霜月千尋は、幼少から今までを2人の友人と共に過ごしてきた。

家が近所で親同士も仲が良かったということで、毎日のように遊んでいた記憶がある。


1人は、柊華代。なんでもできて、自分を偽ったりしない。その身体には似つかわしくない程、よく食べる。

もう1人は、泉田輝。
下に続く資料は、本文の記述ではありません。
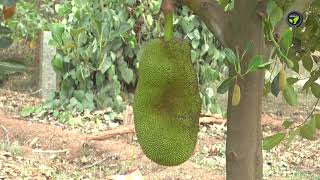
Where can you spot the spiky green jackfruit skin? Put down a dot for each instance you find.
(167, 103)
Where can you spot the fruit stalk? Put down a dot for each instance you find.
(167, 9)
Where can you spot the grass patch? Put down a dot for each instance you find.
(14, 148)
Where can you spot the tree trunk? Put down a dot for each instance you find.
(244, 136)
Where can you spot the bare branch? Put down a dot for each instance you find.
(212, 15)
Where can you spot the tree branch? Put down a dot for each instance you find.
(212, 15)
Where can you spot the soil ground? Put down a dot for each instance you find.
(34, 150)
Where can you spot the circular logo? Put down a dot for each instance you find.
(294, 19)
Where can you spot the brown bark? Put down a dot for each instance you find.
(244, 136)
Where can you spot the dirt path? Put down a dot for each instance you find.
(33, 136)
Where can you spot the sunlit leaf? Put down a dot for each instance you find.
(272, 141)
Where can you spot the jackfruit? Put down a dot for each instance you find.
(167, 103)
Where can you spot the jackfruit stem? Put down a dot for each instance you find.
(167, 9)
(168, 27)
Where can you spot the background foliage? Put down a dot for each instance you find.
(97, 45)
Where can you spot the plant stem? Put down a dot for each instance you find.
(167, 9)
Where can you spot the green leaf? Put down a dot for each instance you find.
(186, 25)
(149, 20)
(57, 63)
(195, 43)
(307, 62)
(126, 74)
(55, 114)
(292, 80)
(267, 88)
(274, 11)
(292, 135)
(5, 42)
(11, 66)
(223, 88)
(287, 123)
(204, 49)
(265, 65)
(57, 31)
(231, 57)
(248, 47)
(105, 64)
(255, 63)
(27, 111)
(5, 30)
(308, 130)
(275, 90)
(290, 95)
(315, 89)
(286, 40)
(272, 141)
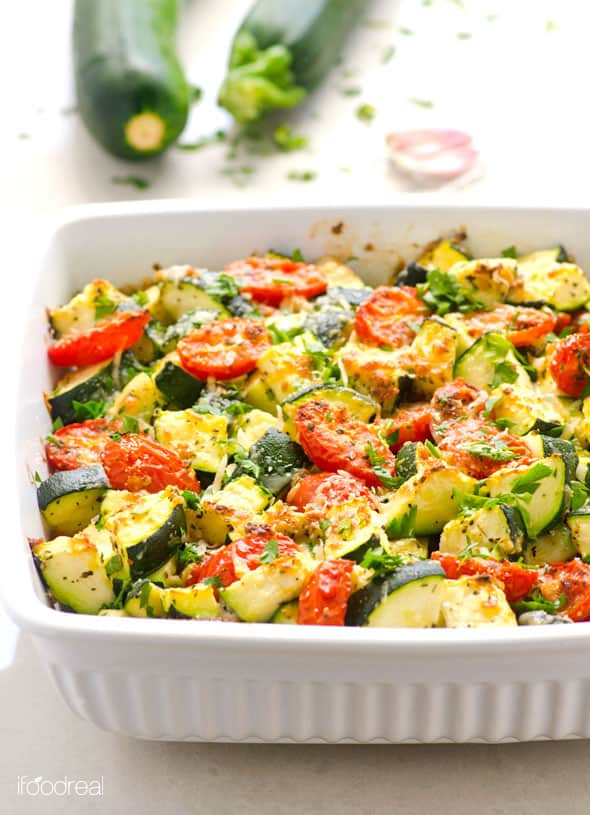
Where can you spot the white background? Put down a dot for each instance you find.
(519, 85)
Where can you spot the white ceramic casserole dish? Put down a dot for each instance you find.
(167, 679)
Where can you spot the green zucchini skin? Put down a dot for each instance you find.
(149, 554)
(283, 50)
(126, 66)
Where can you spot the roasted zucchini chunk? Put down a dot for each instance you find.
(277, 459)
(149, 526)
(79, 571)
(92, 384)
(70, 499)
(474, 602)
(496, 531)
(257, 595)
(408, 598)
(179, 388)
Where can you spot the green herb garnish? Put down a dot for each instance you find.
(88, 410)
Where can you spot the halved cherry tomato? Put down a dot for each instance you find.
(224, 349)
(456, 400)
(325, 595)
(573, 580)
(334, 441)
(383, 318)
(135, 463)
(270, 280)
(79, 445)
(99, 343)
(411, 423)
(570, 363)
(327, 489)
(517, 581)
(247, 551)
(457, 447)
(522, 325)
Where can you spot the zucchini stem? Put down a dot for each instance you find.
(258, 80)
(145, 132)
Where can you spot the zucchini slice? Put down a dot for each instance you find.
(359, 406)
(579, 525)
(544, 279)
(79, 571)
(554, 546)
(252, 426)
(409, 598)
(132, 93)
(149, 526)
(496, 531)
(70, 499)
(490, 361)
(542, 446)
(92, 384)
(96, 299)
(195, 602)
(426, 501)
(198, 438)
(180, 389)
(257, 595)
(278, 459)
(144, 599)
(226, 512)
(537, 489)
(474, 602)
(487, 279)
(184, 289)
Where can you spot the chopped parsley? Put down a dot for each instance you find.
(504, 372)
(214, 138)
(366, 113)
(496, 449)
(301, 175)
(380, 561)
(536, 602)
(443, 293)
(222, 287)
(530, 482)
(115, 564)
(270, 552)
(102, 306)
(191, 499)
(88, 410)
(132, 181)
(284, 137)
(187, 555)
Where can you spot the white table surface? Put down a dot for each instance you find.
(519, 85)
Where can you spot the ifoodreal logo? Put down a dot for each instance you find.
(40, 787)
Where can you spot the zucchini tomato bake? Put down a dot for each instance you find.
(279, 442)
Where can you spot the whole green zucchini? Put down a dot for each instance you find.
(282, 50)
(132, 93)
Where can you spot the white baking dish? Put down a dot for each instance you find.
(165, 679)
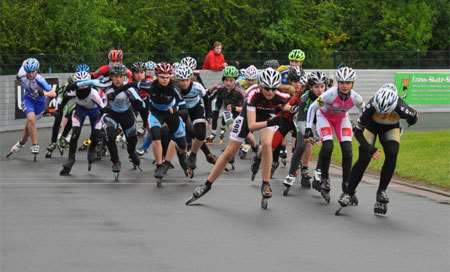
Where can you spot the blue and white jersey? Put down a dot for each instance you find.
(193, 95)
(122, 101)
(31, 88)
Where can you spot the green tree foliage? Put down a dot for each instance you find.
(78, 30)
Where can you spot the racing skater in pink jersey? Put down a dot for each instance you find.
(330, 111)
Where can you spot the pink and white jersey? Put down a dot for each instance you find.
(334, 106)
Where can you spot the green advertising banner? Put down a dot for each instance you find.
(424, 88)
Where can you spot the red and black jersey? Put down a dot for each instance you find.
(264, 108)
(104, 71)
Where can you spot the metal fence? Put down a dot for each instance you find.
(60, 63)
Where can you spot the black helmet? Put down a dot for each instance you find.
(138, 67)
(118, 69)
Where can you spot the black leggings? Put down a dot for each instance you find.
(325, 160)
(126, 120)
(391, 149)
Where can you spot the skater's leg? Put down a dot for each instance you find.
(224, 158)
(391, 149)
(266, 153)
(346, 149)
(325, 157)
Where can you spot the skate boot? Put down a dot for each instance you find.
(140, 151)
(211, 158)
(316, 179)
(92, 156)
(266, 192)
(274, 168)
(288, 182)
(67, 166)
(192, 160)
(210, 138)
(255, 166)
(380, 207)
(306, 179)
(222, 135)
(141, 132)
(243, 150)
(85, 145)
(50, 148)
(35, 151)
(344, 201)
(14, 149)
(116, 170)
(199, 191)
(325, 189)
(283, 156)
(135, 160)
(182, 159)
(160, 172)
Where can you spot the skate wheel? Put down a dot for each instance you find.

基本的に無表情で、周りの男子より少しだけ、髪が長い。


2人共に何でもできる美男美女だった為、運動と元気しか取り柄のない千尋にとっては、自慢の幼馴染であり、自分が劣っていると、珍しく頭を悩ませる原因でもあった。

だが、寂しさと劣等感で空いた大きな溝を埋めてくれるのもまた、2人の幼馴染だった。

自分は2人といてもいいのかと、今でもふと思う時がある。

もしかしたら自分のことを、出来損ないの劣等生だと思っているかもしれない。




「なんだか今日は元気がないのね、千尋の癖に。」


輝と勉強会をした一週間後の学校の帰り道、先程コンビニで購入したピザまんを、華代が頬張る。その前には確か、アメリカンドッグやドーナツも食べていたような気がするのだが。

一体、そんな病弱そうなくらいの細い身体のどこに吸収されているのか。

千尋も華代に負けず劣らずよく食べるが、帰り道の10分間の間に、彼女ほど食べれるかと聞かれると、流石に自信がない。


「気のせいだろ、俺は元気が取り柄なんだから、元気がなきゃ俺じゃないよ。」


元気しか取り柄がないのだから。自虐的に笑う。

幼少時代から思い知らされてきたことを、ふと吐き出す。


「そうかしら?貴方の運動能力は私も認めていたのだけれど」


こちらも見ないままそう言った後、華代は最後の一口のピザまんを口に入れる。

それから、その言葉が本当だと信じられないと、驚いた表情で彼女を見つめている千尋に一言、「何?」と不思議そうに首を傾げてみせた。